Ans. The equation of a circle is (𝑥−ℎ)^2 + (𝑦−𝑘)^2= r^2, where (ℎ, 𝑘)(h, k) is the center of the circle and 𝑟 is the radius. This equation is derived from the distance formula between two points.
Q.2 What are the standard forms of the equation of a parabola?
Ans. The standard forms of the equation of a parabola are:
- Vertical Axis: 𝑦 = 𝑎𝑥^2 + 𝑏𝑥 + c
- Horizontal Axis: 𝑥 = 𝑎𝑦^2 + 𝑏𝑦 + 𝑐
These are few Frequently Asked Questions relating to Applied Maths Chapter 18
In Applied Maths chapter 18, you will explore fascinating topics that form the backbone of practical problem-solving techniques. Through clear explanations, illustrative examples, and step-by-step solutions, you’ll grasp complex concepts effortlessly.
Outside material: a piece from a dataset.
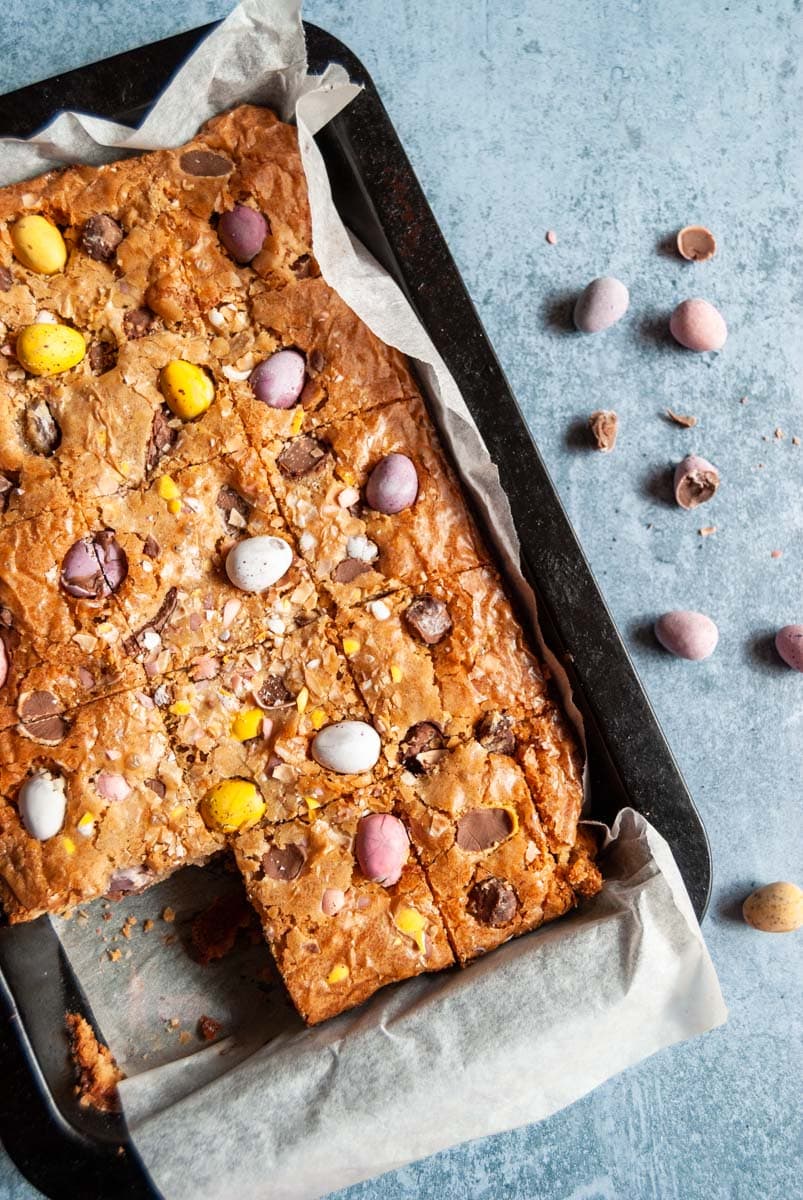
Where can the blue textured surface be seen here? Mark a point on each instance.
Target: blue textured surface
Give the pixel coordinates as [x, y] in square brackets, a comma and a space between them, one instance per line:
[615, 124]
Whether you’re preparing for exams or simply eager to deepen your mathematical understanding, Applied Maths Chapter 18 promises an enriching learning experience that will set you on the path to success. Applied Maths Chapter 18, we delve deep into advanced mathematical concepts that are crucial for understanding.